I knew it wouldn’t work if I just dipped the floss in the vat while it was still on the spool, but since I’m not a knitter I don’t know much about skeins or other yarn type tricks, so I just unrolled the whole spool and wrapped it up like I would an extension cord around my arm. Then I tied it together on the top. Probably not the correct method at all but what I will say is it ended up giving the thread a variegated effect because the dye didn’t take much around where it was tied. Happy accident!
Now it was just a matter of whipstitching around the leaves, stitching and felling the side seams , stitching down the shapes that crossed over the seams and attaching the waistband. Probably one of the quickest projects I’ve even done stitching wise.
And now, I’ve got quite a few tops to wear with it since I dyed them too!
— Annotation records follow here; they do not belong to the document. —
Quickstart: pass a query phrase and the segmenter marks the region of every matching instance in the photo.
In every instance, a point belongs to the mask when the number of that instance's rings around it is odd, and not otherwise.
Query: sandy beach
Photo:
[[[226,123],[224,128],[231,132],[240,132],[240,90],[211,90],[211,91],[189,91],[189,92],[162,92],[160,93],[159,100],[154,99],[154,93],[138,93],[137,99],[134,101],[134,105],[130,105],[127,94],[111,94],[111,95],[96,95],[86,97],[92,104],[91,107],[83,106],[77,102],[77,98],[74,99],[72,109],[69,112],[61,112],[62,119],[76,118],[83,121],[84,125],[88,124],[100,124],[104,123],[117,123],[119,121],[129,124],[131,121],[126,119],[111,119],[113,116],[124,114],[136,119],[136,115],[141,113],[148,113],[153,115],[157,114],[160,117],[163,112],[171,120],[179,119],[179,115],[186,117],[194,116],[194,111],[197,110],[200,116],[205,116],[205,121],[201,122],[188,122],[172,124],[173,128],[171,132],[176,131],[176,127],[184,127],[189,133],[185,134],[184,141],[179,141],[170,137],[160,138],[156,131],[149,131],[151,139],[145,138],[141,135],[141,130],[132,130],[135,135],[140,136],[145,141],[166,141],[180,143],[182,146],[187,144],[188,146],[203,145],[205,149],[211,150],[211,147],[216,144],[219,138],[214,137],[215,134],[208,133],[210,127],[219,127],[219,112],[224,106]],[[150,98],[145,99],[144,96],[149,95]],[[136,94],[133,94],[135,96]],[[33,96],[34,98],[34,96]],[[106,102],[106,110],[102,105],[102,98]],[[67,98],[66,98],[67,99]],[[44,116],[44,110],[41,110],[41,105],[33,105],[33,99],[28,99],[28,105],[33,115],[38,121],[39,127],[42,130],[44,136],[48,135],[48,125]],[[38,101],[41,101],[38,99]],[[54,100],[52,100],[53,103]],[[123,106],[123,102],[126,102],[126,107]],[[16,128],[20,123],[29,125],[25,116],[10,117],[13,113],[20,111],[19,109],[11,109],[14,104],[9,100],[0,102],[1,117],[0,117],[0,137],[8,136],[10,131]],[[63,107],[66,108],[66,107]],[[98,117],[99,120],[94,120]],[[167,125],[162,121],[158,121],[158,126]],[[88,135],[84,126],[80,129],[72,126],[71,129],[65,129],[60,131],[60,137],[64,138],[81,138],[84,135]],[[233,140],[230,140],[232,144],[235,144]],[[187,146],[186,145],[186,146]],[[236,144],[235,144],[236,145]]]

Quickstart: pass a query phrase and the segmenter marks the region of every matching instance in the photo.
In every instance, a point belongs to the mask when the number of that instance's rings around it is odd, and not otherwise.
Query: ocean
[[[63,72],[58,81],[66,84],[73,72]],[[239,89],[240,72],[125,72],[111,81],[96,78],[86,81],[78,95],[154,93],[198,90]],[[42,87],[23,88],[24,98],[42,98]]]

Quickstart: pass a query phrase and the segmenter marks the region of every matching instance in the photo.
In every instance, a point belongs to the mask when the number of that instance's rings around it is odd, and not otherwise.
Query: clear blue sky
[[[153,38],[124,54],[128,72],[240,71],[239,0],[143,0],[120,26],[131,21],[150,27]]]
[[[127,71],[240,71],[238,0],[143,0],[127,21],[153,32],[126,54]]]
Question: notice the darker spots on the top below. I think this is because I hadn’t mixed up the indigo well enough. What do you think? Leave them? Is there some way to spot remove dye?
I thought about stitching another leaf over top of the spots like this top:
but I’m not sure I want to commit this top to the leaf shapes, and some of the spots are in weird spots (the back of the armpit???)
I also have another top I just completed that I can wear with this skirt.
There was a post on The School of Making stitch-a-long Facebook group a while back asking if anyone knew the pattern for this top.
Well, sure enough, as you can imagine, it’s one that I’ve been wanting myself.
Someone suggested that Simplicity 1133 is a similar pattern so I got on Amazon and ordered it.
It is a bit different. The pattern is tunic length, it doesn’t have side seams (I want to use this pattern on leftover T-shirts so I needed to create a side seam), and the shoulders are actually flaps that come over the shoulder and button onto the front. These differences were easy enough to adjust.
It also has darts at the breast. I kept those in but I don’t love that look. Actually, there are quite a few things I’ll tweak if I make it again.
I did like it enough to go ahead and put on a binding so I could wear it. Who doesn’t need a little black top? This took three 56” long binding strips to go around all of the edges. That’s a whole lot of rosebud stitches but you really do get into a groove.
Thank goodness it works with my sports bra!
This experiment did get me thinking about that Patternmaking class AC is having next June. Just wish it wasn’t the same time as my oldest’s High School graduation. Maybe I can talk myself into one of their “individual” days because I hear they give you access to some of their archived patterns.
In the meantime, I’ve got my eye on this dress for the rest of the fabric I dyed. I think it would look good layered over the skirt I just made.
This looks like the panel pattern but I think I’ll go with the camisole or tank pattern. I think they are a little more forgiving around the waist.
Alas, it may have to wait a while. I’ve got a few other projects on top of the pile.